Scoring every query–document token pair without materialising the table
Late-interaction retrieval models compare every query token to every document token. A direct implementation builds a four-dimensional similarity tensor that overflows GPU memory at modern context lengths. The kernels in this library compute the same result without ever storing that tensor, by streaming tiles through on-chip memory and folding the reductions into the same pass.
1The MaxSim score
MaxSim is the scoring function ColBERT-style late-interaction models use. The inputs are two batches of token-level embeddings:
- $\Qm \in \mathbb{R}^{N_q \times L_q \times d}$: $N_q$ queries, each with $L_q$ token vectors of dimension $d$.
- $\Dm \in \mathbb{R}^{N_d \times L_d \times d}$: same shape, for documents.

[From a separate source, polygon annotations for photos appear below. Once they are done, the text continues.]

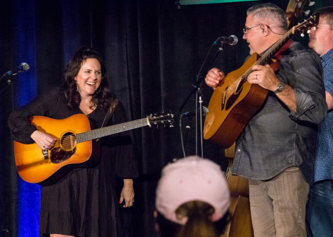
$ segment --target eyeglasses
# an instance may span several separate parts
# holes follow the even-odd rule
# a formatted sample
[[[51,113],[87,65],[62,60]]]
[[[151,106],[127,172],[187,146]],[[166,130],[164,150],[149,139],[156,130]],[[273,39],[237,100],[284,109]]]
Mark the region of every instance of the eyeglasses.
[[[246,28],[244,28],[243,29],[243,33],[247,35],[247,32],[249,31],[249,29],[254,28],[254,27],[256,27],[256,26],[259,26],[259,25],[262,25],[264,24],[256,24],[256,25],[252,25],[252,26],[250,26],[250,27],[247,27]]]

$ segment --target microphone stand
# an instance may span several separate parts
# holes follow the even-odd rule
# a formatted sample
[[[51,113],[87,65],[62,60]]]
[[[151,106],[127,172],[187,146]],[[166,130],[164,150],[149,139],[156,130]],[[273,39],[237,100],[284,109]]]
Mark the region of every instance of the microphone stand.
[[[218,57],[218,56],[223,50],[223,42],[224,42],[222,41],[222,40],[219,40],[219,42],[220,42],[221,45],[218,47],[218,50],[217,53],[215,54],[215,55],[214,56],[214,58],[213,58],[213,61],[211,62],[210,64],[209,65],[209,67],[205,70],[205,73],[203,74],[203,75],[205,75],[205,76],[207,74],[208,70],[211,68],[213,64],[215,62],[216,58]],[[185,105],[188,102],[188,100],[190,99],[191,96],[195,92],[196,92],[196,101],[198,100],[198,96],[199,97],[198,103],[199,103],[199,108],[199,108],[199,112],[200,112],[200,129],[201,129],[201,158],[203,158],[203,94],[201,93],[201,87],[202,86],[202,82],[203,82],[203,79],[205,78],[205,76],[201,73],[201,71],[203,69],[203,65],[205,65],[205,64],[207,61],[207,58],[208,58],[208,55],[210,54],[210,52],[213,50],[213,46],[218,46],[217,40],[215,40],[213,43],[213,45],[210,46],[210,48],[208,50],[208,52],[207,53],[207,54],[205,56],[205,58],[203,60],[203,64],[201,64],[201,67],[200,68],[199,72],[198,73],[198,75],[196,76],[196,83],[194,85],[192,85],[192,89],[191,90],[191,91],[189,92],[189,93],[188,94],[188,96],[186,96],[185,100],[181,103],[181,106],[178,109],[178,111],[176,112],[176,115],[175,115],[175,117],[179,117],[179,120],[181,119],[181,116],[179,116],[181,115],[181,110],[184,109]],[[196,114],[198,114],[197,110],[198,110],[198,108],[197,108],[197,106],[196,105]],[[197,129],[198,128],[198,118],[197,117],[198,117],[198,116],[196,116],[196,155],[198,156],[198,129]],[[185,157],[185,151],[184,152],[184,157]]]
[[[7,73],[5,73],[4,75],[2,75],[1,78],[0,79],[0,82],[1,83],[1,87],[2,87],[2,80],[4,80],[4,83],[6,83],[6,85],[4,85],[4,87],[2,88],[2,90],[0,91],[0,95],[4,92],[4,91],[6,89],[6,88],[7,87],[7,86],[10,85],[11,83],[11,75],[9,75],[7,74]]]

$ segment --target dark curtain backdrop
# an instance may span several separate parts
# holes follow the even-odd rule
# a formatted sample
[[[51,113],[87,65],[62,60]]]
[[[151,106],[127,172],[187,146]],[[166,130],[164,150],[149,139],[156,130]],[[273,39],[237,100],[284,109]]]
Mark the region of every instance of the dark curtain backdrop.
[[[230,71],[242,64],[249,49],[242,39],[242,28],[246,10],[254,1],[188,6],[175,1],[0,1],[0,73],[23,62],[30,67],[13,76],[12,83],[0,94],[0,227],[9,230],[0,236],[34,236],[38,228],[39,186],[17,175],[8,117],[36,96],[60,86],[64,66],[80,46],[93,47],[103,55],[111,89],[124,104],[130,120],[162,111],[177,112],[219,36],[235,35],[239,42],[226,45],[214,66]],[[332,1],[316,1],[309,9],[333,4]],[[288,1],[258,2],[271,2],[286,9]],[[307,42],[306,37],[299,40]],[[217,54],[214,47],[202,72]],[[1,85],[0,91],[3,81]],[[213,90],[203,85],[202,91],[207,107]],[[194,110],[196,105],[193,94],[182,111]],[[182,120],[187,156],[196,154],[199,127],[194,122],[193,118]],[[140,176],[135,180],[135,207],[124,210],[123,219],[128,236],[154,236],[154,189],[160,170],[173,158],[183,156],[179,123],[177,120],[171,128],[137,129],[132,134]],[[220,148],[207,141],[203,147],[204,157],[225,168]]]

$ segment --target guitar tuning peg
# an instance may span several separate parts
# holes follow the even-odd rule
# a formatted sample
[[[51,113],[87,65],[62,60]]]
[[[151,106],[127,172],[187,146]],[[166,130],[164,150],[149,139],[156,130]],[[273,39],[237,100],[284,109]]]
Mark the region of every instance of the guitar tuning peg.
[[[305,14],[305,16],[306,16],[309,15],[309,13],[310,13],[310,10],[307,10],[307,11],[303,11],[303,13],[304,13],[304,14]]]
[[[309,0],[309,6],[313,6],[315,4],[315,1],[311,1],[310,0]]]

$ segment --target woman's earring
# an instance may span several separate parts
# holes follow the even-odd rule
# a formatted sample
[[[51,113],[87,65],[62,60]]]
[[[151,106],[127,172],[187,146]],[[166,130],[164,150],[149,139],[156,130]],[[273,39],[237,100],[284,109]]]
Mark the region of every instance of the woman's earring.
[[[74,80],[75,83],[77,83],[77,91],[79,91],[79,85],[77,84],[77,80]]]

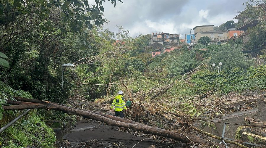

For every (query $i$, document $j$) pair, the score is:
$$\operatorname{score}[i, j] \;=\; \sum_{s=1}^{L_q} \; \max_{t=1}^{L_d} \; \langle \Qm_{i, s}, \Dm_{j, t} \rangle.$$
For each query token, find the document token it matches best (highest inner product), then sum those best matches across all query tokens. The result is a score matrix in $\mathbb{R}^{N_q \times N_d}$. Optional boolean masks drop padding tokens from the sum and from the inner max.
2Programs and the launch grid
A GPU kernel is a small function the device runs in many parallel instances. Each instance is a program in Triton's vocabulary, or a thread block in CUDA's. Writing a kernel comes down to two design choices: how many programs to launch, and what one program computes.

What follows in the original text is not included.